Mike Pierides (Partner, Global Sourcing and Technology Transactions, Pillsbury) discussed the key issues to consider when drafting a global services agreement, including the service description and service levels, charges, liability, tax considerations and governing law and jurisdiction provisions.

Services may comprise of: global services, common services, and local services, and be described in a schedule to the MSA. Service levels are often set out at the MSA level in order to provide single performance accountability across the supplier’s enterprise and customers often prefer an aggregated ‘amount at risk’ that reflects all global charges. It is worth considering, however, whether to fragment the service levels (at a local level) since the law of averages tends to punish the customer if, for example, the service is provided in accordance with the service levels in all but one country, but that country performs extremely poorly. Moreover, if the customer global entity is in an industry in which local regulators require certain performance metrics then the LSA may need to override or supplement the MSA specified service levels.

Guarantees are an often overlooked issue. In a global services agreement, the overarching parent company may agree to a guarantee which will cover the whole agreement. However, if any of the underlying local agreements are amended this could make the guarantee unenforceable. To mitigate the risk of this it is important that whenever a new country or service is added to the agreement, the guarantee is refreshed to reflect this new obligation. The parties may also include an indemnity in case the guarantee falls away for any other reason.

Global liability caps are often used in these agreements. This may not be appropriate if the scope of the deal (in terms of which countries and services it will encompass) is not yet clear. Moreover, in a federated group structure a global cap could be unpopular, as an event in one country could deplete the liability pot for the rest of the territories. To deal with this, the parties may wish to include a liability cap replenishment clause. Parties may also consider cross-liability and cross-termination rights which allow the customer to terminate the whole agreement if a local agreement is poorly performed.

Tax considerations should be addressed upfront in order to ensure that the agreement is as tax efficient as possible and does not saddle the parties with unnecessary tax liabilities.

Finally, in the context of governing law and jurisdiction, it is important to seek local legal advice when drafting local agreements to ensure that any areas of mandatory law are covered.

Caron Gosling (Counsel, Employment, Pillsbury) discussed whether companies which decide to relocate their services in the wake of Brexit would be subject to the automatic employee transfer regimes under the Acquired Rights Directive 2001/23/EC (ARD) and TUPE.

Where companies transfer services from the UK to Europe the Acquired Rights Directive 2001/23/EC applies.
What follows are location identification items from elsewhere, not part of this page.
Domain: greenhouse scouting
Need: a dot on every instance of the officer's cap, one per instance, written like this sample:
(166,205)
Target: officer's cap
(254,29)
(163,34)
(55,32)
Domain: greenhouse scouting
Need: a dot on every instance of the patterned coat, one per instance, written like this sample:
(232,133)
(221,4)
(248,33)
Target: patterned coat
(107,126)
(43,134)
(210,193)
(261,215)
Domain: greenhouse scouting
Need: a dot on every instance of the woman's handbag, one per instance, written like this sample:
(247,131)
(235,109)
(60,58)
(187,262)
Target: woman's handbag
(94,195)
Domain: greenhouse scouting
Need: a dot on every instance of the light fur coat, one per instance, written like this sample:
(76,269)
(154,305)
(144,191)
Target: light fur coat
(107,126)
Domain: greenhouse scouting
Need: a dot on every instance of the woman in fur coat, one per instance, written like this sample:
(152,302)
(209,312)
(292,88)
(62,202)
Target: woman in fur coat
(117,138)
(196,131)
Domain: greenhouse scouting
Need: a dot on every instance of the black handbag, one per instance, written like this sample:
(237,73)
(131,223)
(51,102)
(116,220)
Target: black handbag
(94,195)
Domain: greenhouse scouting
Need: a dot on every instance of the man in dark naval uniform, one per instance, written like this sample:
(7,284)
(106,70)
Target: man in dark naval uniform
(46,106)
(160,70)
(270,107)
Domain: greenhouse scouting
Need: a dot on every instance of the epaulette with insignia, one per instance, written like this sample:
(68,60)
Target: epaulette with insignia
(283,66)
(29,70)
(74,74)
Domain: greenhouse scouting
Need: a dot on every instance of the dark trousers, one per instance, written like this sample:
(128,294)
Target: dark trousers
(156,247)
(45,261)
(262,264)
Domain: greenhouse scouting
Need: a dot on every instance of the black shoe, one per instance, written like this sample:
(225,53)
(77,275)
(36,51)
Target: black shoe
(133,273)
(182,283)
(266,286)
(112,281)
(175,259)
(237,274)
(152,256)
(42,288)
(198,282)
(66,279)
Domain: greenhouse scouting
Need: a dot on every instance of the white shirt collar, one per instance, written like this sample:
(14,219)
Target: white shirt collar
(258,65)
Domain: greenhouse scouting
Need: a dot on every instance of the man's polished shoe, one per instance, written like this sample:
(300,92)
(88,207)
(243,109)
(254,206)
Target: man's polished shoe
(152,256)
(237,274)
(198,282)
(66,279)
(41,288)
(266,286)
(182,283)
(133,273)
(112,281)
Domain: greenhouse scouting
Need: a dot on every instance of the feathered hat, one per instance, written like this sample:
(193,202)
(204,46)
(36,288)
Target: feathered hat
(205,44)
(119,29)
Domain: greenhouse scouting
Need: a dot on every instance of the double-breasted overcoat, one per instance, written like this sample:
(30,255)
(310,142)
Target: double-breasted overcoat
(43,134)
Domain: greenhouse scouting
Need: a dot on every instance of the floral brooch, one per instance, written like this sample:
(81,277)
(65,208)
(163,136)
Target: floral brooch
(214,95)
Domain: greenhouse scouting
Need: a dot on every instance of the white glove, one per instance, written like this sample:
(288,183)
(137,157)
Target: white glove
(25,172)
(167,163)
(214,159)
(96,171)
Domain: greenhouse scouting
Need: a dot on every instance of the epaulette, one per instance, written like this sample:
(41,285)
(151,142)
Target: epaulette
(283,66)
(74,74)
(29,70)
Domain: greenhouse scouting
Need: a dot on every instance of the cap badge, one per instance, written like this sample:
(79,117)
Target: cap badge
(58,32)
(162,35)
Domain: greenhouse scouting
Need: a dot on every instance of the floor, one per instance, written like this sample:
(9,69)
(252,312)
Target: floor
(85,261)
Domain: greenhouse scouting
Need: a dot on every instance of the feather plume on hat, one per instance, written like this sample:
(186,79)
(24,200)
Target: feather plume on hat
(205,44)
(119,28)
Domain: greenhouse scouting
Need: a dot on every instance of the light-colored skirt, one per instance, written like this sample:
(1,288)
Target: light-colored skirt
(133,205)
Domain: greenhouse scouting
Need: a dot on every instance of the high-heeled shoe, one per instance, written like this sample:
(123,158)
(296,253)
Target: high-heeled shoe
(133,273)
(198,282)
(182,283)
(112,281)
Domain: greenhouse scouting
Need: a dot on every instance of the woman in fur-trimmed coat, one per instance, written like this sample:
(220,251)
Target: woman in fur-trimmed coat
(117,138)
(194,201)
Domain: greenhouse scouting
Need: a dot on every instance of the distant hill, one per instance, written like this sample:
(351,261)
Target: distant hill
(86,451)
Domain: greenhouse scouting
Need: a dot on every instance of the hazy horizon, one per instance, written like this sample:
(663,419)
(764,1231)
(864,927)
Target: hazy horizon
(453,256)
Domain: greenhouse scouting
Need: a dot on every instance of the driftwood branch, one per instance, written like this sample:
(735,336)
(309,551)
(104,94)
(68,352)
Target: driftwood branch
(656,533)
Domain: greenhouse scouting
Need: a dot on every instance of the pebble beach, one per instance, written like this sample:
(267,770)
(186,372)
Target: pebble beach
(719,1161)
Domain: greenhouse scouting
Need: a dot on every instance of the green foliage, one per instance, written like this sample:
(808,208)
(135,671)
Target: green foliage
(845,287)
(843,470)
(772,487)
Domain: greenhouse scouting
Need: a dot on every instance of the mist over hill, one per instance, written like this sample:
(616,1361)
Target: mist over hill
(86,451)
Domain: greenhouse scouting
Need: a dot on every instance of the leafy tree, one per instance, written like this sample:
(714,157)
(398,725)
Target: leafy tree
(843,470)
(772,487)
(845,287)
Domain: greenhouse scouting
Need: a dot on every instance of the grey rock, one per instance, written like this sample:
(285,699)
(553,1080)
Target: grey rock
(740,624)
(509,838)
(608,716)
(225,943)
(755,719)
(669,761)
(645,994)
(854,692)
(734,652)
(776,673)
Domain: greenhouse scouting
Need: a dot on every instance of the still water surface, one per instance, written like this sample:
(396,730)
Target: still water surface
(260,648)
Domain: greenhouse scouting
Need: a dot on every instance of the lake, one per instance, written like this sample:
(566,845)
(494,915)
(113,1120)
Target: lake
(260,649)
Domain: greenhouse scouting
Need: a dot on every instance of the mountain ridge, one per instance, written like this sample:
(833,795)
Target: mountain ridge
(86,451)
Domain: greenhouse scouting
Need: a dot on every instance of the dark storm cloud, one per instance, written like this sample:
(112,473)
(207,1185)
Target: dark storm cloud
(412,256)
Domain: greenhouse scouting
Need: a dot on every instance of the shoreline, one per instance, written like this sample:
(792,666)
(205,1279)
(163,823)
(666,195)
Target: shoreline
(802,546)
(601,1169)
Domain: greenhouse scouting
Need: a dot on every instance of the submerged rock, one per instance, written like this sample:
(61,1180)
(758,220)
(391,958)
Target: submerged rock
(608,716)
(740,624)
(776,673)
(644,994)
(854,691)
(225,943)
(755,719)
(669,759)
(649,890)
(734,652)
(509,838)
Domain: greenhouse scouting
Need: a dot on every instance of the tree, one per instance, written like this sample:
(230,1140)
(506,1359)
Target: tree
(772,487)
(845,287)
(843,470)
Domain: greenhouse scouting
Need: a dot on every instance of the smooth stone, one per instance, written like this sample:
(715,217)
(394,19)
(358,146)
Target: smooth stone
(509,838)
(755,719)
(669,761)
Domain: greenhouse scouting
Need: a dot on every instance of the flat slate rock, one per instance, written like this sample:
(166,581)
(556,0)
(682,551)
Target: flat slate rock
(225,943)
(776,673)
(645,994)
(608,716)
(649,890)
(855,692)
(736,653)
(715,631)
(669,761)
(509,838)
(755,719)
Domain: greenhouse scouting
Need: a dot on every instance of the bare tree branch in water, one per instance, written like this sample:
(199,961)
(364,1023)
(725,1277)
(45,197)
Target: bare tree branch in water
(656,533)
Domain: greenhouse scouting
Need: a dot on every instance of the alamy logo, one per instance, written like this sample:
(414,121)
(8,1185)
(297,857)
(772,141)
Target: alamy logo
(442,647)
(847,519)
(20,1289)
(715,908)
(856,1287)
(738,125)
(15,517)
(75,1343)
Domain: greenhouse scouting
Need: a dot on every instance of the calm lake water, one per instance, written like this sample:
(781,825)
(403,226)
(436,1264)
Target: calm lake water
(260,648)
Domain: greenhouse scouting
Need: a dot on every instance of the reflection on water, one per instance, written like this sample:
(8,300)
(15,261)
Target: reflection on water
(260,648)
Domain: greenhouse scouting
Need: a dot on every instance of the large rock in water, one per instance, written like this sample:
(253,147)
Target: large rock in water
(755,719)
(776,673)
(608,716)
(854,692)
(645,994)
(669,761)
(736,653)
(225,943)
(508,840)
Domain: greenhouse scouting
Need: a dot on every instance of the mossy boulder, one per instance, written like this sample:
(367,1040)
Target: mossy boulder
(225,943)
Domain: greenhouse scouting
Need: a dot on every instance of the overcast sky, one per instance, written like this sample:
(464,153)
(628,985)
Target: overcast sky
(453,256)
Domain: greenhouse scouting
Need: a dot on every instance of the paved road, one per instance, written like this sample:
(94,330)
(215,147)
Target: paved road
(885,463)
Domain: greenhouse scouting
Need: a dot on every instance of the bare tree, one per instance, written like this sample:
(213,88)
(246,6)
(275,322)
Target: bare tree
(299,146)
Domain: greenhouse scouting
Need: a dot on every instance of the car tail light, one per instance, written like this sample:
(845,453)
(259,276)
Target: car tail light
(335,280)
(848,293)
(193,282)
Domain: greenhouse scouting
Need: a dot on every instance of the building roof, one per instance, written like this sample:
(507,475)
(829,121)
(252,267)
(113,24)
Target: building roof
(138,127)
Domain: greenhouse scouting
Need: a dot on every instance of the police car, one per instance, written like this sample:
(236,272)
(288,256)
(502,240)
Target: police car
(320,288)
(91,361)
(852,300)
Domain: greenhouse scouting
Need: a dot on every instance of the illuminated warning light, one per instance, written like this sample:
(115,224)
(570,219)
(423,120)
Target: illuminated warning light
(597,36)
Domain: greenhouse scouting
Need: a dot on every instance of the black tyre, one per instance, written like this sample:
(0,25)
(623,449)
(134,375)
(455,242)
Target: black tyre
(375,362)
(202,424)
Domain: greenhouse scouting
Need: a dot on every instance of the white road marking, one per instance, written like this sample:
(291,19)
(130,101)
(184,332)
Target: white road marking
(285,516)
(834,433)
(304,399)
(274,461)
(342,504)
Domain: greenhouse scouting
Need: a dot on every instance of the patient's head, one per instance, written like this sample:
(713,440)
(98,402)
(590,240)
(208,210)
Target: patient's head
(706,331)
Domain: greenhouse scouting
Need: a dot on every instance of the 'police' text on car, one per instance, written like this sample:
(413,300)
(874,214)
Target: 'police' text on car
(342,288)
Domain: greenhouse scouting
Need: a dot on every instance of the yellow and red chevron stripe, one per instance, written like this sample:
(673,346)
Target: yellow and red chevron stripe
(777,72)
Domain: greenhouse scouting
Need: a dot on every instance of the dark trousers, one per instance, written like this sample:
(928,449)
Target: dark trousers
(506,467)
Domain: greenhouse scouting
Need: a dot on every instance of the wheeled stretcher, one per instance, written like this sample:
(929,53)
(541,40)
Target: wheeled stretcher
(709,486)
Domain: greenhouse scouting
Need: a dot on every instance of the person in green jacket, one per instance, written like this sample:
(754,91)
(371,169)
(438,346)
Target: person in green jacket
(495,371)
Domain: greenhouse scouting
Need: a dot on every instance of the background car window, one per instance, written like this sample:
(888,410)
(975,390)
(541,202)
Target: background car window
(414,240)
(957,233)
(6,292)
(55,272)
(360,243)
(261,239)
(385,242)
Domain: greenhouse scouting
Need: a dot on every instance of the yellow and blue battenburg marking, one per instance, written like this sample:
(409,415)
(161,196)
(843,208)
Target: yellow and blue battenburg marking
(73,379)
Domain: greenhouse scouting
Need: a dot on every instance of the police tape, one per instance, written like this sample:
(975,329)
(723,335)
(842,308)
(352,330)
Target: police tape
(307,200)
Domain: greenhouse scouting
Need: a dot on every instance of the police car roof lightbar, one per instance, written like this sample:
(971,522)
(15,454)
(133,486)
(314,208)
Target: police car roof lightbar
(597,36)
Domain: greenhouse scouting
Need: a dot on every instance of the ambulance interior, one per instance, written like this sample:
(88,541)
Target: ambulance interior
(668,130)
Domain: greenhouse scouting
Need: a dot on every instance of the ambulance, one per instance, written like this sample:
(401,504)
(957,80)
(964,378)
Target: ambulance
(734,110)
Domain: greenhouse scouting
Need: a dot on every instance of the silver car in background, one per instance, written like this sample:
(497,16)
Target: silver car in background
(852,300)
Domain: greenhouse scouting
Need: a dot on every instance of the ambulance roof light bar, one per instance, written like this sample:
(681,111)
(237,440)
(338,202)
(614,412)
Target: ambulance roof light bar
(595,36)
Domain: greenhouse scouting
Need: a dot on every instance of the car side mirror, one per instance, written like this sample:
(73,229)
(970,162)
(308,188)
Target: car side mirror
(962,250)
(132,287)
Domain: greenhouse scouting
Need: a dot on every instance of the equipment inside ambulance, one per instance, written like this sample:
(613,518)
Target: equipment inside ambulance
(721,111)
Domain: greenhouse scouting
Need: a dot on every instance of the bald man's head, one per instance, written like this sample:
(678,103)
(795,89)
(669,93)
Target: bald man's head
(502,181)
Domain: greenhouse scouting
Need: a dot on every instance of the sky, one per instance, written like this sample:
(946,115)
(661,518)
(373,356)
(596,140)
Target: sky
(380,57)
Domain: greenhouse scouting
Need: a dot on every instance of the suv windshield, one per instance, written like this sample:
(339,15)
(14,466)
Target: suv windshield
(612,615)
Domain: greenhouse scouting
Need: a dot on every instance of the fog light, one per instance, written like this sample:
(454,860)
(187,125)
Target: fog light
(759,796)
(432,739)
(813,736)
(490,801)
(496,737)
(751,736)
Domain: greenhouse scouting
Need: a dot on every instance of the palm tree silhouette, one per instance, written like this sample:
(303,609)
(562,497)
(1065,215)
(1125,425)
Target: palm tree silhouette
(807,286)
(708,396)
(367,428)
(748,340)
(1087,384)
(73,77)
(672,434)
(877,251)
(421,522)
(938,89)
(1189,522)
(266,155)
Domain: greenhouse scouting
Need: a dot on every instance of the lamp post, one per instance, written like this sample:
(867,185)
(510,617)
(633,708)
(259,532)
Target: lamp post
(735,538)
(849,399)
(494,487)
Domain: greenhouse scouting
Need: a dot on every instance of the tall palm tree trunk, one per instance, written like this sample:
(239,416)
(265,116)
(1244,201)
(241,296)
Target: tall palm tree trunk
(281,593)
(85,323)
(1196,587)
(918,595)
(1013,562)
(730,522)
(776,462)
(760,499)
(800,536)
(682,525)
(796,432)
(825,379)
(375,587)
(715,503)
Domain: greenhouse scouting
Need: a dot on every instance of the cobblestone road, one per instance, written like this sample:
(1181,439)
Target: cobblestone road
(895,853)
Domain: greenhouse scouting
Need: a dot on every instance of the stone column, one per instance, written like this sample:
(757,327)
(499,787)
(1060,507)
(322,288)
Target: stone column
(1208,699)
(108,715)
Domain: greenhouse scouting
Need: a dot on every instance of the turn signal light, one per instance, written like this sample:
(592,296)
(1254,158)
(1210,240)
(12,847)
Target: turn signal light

This means that the employees are automatically transferred with the services, the terms and conditions of employment they had previously continue and they have enhanced employee protections. It remains unclear whether ARD and TUPE will continue to apply in the UK following Brexit and so it is advisable to make contractual provisions for the transfer of employees and the apportionment of employment liabilities to cover the possibility of a future with no TUPE. Where services are being transferred outside the EU, local advice should be obtained.


This event highlighted the importance of:

1.      selecting the right contract structure, which is tailored to the customer, supplier and the scope of the specific deal;

2.      drafting the contract meticulously to ensure the services are clearly defined leaving no service gaps, service level regimes are effective, contracts are structured in a tax efficient manner and that local law advice is obtained where appropriate; and

3.      getting appropriate employment law advice if intending on transferring services abroad to ensure compliance with ARD, TUPE and any non-EU employment legislation.

Dan Coen is an Associate, Global Sourcing and Technology Transactions, Pillsbury.